With two images, atlas renders a mark and a wordmark.
headerData.socials is an array of { url, name, label? } entries. The name chooses the social
icon when Rocket has a matching icon asset. The optional label shows visible text to the right of
the icon. Omit label for an icon-only link.
Keep this data in your project. Do not import Rocket's docs-site docs/pages/globalData.js into a
user site.
For larger projects, create one user-owned layout module and import it from Pages:
import { atlasDocComponents, atlasDocLayout } from '@rocket/js/layouts/atlasDoc.js';
import { siteData } from './siteData.js';
export { atlasDocComponents };
export const components = atlasDocComponents;
export const layout = pageData => atlasDocLayout(pageData, siteData);
Then Pages can use the local wrapper:
```js server
export const config = {
path: '/components/button',
metadata: { title: 'Button' },
};
import { layout } from '../docsLayout.js';
export { components } from '../docsLayout.js';
```
This keeps Rocket-owned imports in one place while the site owns the data and Pages.
Use atlasHeroLayout for a home Page with a hero and feature list:
import { atlasHeroLayout } from '@rocket/js/layouts/atlasHero.js';
export { atlasHeroComponents as components } from '@rocket/js/layouts/atlasHero.js';
import { siteData } from './siteData.js';
const heroData = {
featuresData: [
{
icon: '1',
title: 'Static content',
description: 'Pages build to HTML by default.',
},
],
heroMainData: {
logoWithText: '/assets/acme-wordmark.svg',
logoNoText: '/assets/acme-mark.svg',
sloganTop: 'Build docs with',
sloganBottom: 'Acme UI',
documentationLink: '/components/button',
documentationText: 'Components',
setupLink: '/setup',
setupText: 'Setup',
},
};
export const layout = pageData => atlasHeroLayout(pageData, { ...siteData, ...heroData });
The hero layout also expects footerData when the Page should render a footer.
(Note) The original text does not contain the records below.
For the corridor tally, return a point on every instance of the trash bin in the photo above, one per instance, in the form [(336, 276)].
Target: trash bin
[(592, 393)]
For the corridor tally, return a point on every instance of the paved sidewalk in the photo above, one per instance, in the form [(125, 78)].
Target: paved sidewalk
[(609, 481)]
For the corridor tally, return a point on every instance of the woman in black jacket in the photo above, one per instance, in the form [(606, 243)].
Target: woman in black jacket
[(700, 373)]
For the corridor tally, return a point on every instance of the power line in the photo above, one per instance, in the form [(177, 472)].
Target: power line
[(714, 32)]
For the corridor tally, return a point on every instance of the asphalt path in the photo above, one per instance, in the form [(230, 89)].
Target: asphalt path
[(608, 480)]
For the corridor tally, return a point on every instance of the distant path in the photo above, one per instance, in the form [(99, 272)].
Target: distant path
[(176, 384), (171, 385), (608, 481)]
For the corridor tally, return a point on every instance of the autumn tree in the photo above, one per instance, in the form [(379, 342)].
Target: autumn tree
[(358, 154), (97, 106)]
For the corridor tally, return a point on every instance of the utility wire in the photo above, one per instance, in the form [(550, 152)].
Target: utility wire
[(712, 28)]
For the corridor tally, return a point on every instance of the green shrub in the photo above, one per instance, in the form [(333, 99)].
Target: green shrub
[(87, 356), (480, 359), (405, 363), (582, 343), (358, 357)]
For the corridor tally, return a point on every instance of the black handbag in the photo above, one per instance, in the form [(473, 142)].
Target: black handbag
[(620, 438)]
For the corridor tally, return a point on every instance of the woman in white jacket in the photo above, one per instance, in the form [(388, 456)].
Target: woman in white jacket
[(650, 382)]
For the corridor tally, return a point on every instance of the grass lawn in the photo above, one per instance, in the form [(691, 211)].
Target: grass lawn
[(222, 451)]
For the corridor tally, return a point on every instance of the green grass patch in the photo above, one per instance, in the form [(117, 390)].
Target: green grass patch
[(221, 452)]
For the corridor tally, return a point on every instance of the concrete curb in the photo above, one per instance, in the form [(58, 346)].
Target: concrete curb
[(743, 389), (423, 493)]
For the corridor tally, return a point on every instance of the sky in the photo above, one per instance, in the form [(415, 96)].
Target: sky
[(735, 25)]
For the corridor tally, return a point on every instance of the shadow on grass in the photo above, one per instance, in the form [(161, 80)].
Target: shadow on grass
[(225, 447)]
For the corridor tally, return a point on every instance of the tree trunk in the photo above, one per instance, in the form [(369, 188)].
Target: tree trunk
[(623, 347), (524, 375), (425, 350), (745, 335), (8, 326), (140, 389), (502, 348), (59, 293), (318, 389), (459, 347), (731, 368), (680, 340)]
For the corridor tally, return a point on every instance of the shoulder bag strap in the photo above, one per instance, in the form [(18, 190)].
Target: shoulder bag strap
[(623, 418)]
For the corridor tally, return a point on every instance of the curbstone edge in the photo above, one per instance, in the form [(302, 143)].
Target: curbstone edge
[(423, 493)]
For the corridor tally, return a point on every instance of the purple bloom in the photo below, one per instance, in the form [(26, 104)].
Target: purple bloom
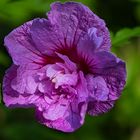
[(63, 67)]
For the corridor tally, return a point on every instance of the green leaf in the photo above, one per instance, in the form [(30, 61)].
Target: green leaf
[(124, 35)]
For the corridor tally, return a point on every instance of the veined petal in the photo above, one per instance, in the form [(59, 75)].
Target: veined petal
[(21, 47), (11, 97)]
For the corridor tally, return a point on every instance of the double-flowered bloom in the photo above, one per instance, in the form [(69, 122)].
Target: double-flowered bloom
[(63, 67)]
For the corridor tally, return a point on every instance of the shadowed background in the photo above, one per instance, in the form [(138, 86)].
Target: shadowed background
[(123, 121)]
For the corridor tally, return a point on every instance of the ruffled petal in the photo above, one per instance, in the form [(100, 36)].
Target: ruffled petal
[(24, 81), (112, 69), (74, 19), (11, 97), (21, 47), (106, 82), (67, 23)]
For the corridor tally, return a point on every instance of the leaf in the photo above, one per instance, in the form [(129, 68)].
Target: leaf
[(124, 35)]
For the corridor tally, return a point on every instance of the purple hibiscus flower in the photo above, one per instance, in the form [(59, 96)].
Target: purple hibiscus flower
[(63, 67)]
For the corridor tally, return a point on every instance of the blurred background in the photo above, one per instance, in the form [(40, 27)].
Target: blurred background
[(123, 121)]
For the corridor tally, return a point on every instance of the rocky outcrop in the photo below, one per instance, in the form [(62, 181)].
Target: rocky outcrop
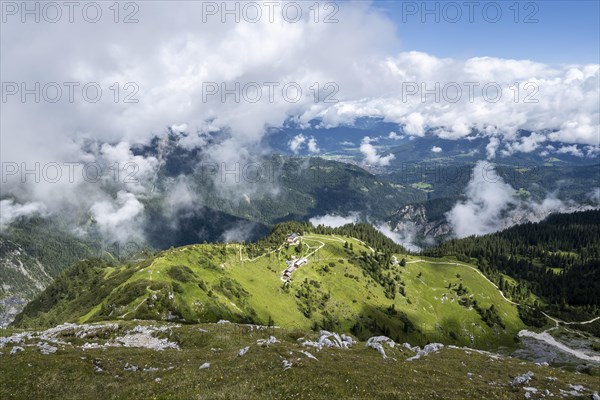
[(22, 277), (377, 342)]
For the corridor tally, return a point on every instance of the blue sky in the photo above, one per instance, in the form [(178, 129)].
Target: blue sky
[(566, 31)]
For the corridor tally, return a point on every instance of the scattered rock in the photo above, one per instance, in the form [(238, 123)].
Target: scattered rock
[(243, 351), (329, 339), (414, 349), (267, 342), (577, 388), (307, 354), (286, 364), (130, 367), (428, 349), (522, 379), (45, 348)]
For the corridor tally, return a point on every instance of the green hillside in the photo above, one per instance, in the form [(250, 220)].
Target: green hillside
[(77, 370), (346, 285)]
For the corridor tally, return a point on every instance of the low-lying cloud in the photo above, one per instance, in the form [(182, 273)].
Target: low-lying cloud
[(491, 205)]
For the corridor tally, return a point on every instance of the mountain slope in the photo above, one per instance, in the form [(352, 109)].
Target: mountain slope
[(345, 285)]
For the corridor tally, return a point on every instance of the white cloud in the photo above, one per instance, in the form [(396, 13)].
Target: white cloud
[(118, 219), (10, 211), (171, 63), (405, 238), (371, 157), (296, 143), (491, 205), (393, 135), (299, 141), (312, 145), (572, 150)]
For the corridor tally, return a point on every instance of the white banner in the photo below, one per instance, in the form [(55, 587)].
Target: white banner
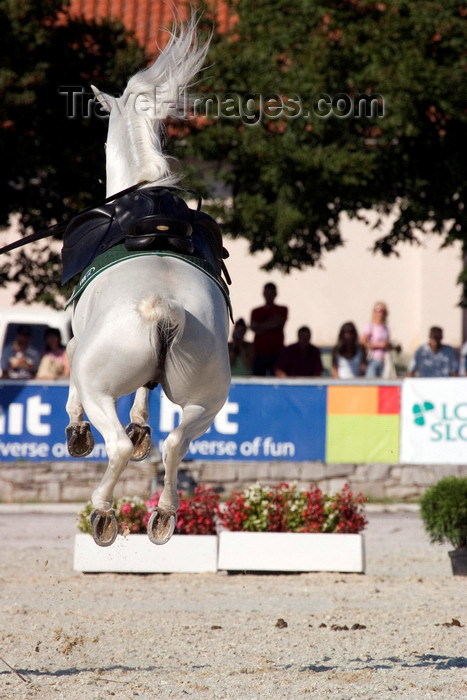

setupText and documentationText are optional; when omitted, the layout uses default button
labels.
Use atlasNotFoundLayout for a static 404.html Page:
export const config = {
path: '/404.html',
metadata: { title: 'Page not found' },
menu: false,
discoverability: { sitemap: false },
siteHeadMetadata: { indexing: 'noindex' },
};
import { atlasNotFoundLayout } from '@rocket/js/layouts/atlasNotFound.js';
export { atlasNotFoundComponents as components } from '@rocket/js/layouts/atlasNotFound.js';
import { siteData } from './siteData.js';
export const layout = pageData => atlasNotFoundLayout(pageData, siteData);
Static hosts such as Netlify, Cloudflare Pages, Vercel, and GitHub Pages can use the generated
404.html file as the custom Not Found response.
Atlas docs components include Web Awesome components used by the layout. If a custom layout still wants package component registration, import the package component map directly:
import { webAwesomeComponents } from '@rocket/js/components/web-awesome.js';
export const components = {
...webAwesomeComponents,
};
Add Page-owned components to the same map when the Page contains both package components and local project components.
Keep atlas when the project needs a working documentation shell and the layout shape fits.
Replace it with a custom layout when the site needs different information architecture, custom header behavior, custom accessibility affordances, or a visual system that should not inherit Rocket's docs-site layout choices.